The technique for epidural analgesia is presented in Figure 26-1.

Axial Plane

1. 
   

   Place the ultrasound probe between the spinous process.

   
   
2. 
   

   Determine the location of the spinous and transverse processes.

   
   
3. 
   

   Gently slide the probe cephalad or caudad until the dura and the epidural space can be located.

   
   
4. 
   

   Use the depth indicator to measure the exact distance of the epidural space from the skin.

   
   
5. 
   

   Mark the ends of the probe bilaterally and in the midline.

   
   
6. 
   

   A line intersecting these two lines will provide a point of entry of the needle.

   
   
7. 
   

   The exact distance for the needle to enter into the epidural space to the predetermined area allows the operator to advance the needle to the specified depth.

   
   
8. 
   

   If real-time ultrasonography is used, it is imperative to use loss of resistance with saline or local anesthetic solution for determining the depth of the space.

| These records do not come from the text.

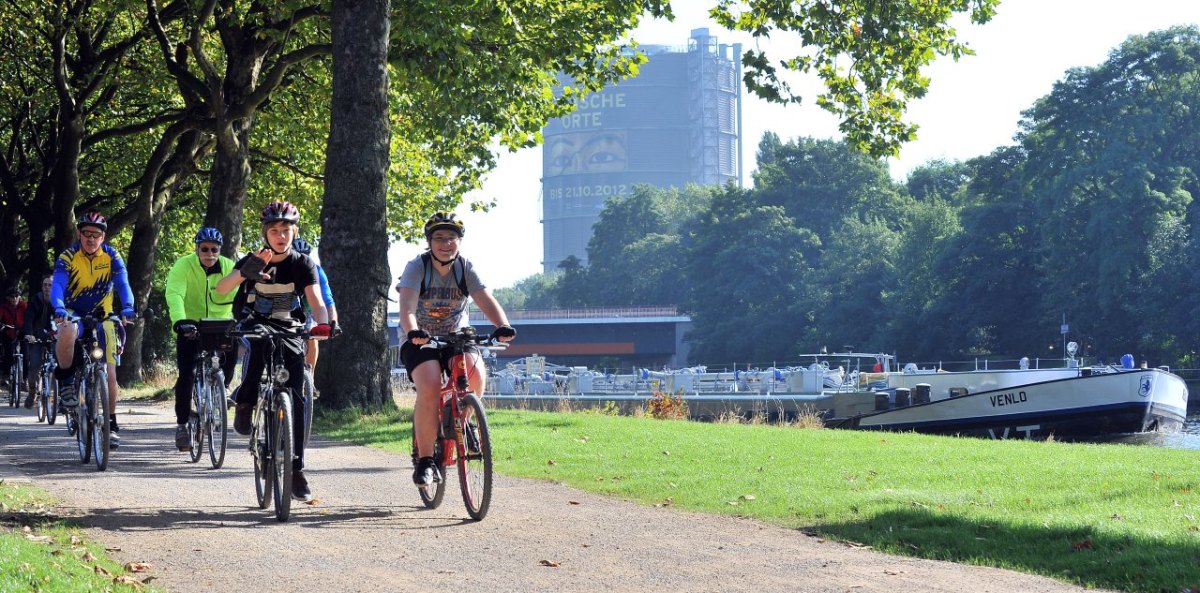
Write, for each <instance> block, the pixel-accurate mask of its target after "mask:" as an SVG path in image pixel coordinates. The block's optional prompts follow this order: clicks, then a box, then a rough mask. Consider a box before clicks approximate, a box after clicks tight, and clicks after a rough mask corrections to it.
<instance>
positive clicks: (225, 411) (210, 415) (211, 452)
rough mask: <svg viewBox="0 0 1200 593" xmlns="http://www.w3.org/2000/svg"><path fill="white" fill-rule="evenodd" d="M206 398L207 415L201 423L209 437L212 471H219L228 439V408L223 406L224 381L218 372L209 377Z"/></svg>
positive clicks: (228, 430)
mask: <svg viewBox="0 0 1200 593" xmlns="http://www.w3.org/2000/svg"><path fill="white" fill-rule="evenodd" d="M217 394H221V395H220V396H217ZM208 396H209V402H208V406H205V407H206V409H208V413H206V414H205V417H204V418H203V423H204V429H205V431H206V432H208V437H209V461H210V462H212V469H221V466H222V465H223V463H224V454H226V447H227V445H228V439H229V423H228V420H229V408H228V407H227V406H226V405H224V379H223V378H222V376H221V372H220V371H218V372H216V373H212V375H211V376H209V393H208Z"/></svg>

The brachial plexus supplies the pain fibers to the upper extremity. It is derived from the cervical roots C5, C6, C7, C8, and T1. It is important to understand the multiple approaches to the brachial plexus for a variety of surgical procedures, depending on the area that is being operated on (Table 26-2). This technique can also be used for pain relief in critically ill trauma victims in the ICU.¹¹ This block has the advantage of increasing blood supply, thereby potentially improving perfusion to the compromised upper extremity.¹² The approach to the brachial plexus is at the interscalene (roots), supraclavicular (trunks), infraclavicular (divisions and cords), and axillary (branches) levels of the brachial plexus in the arm (Tables 26-2 and 26-3).^13,14 If an indwelling catheter is placed for trauma or vascular insufficiency, we prefer using the infraclavicular approach.^15,16 The supraclavicular approach is an easier approach, especially if there is significant trauma in the upper extremity, because this can reduce arm movement during performance of the block. The ultrasound technique for each one of these approaches is well described. Often, operator preference determines the approach used. We tend to use the supraclavicular approach for most fractures. For larger limb salvage procedures that require multiple days of intense pain control, an indwelling infraclavicular approach is preferred. The volume of local anesthetic solution varies, depending on the access. For most pain control, however, a volume of 15 mL of local anesthetic solution (0.2% ropivacaine or 0.25% bupivacaine) can provide adequate analgesia. In children, a dose of 0.2 mL/kg of local anesthetic solution is used.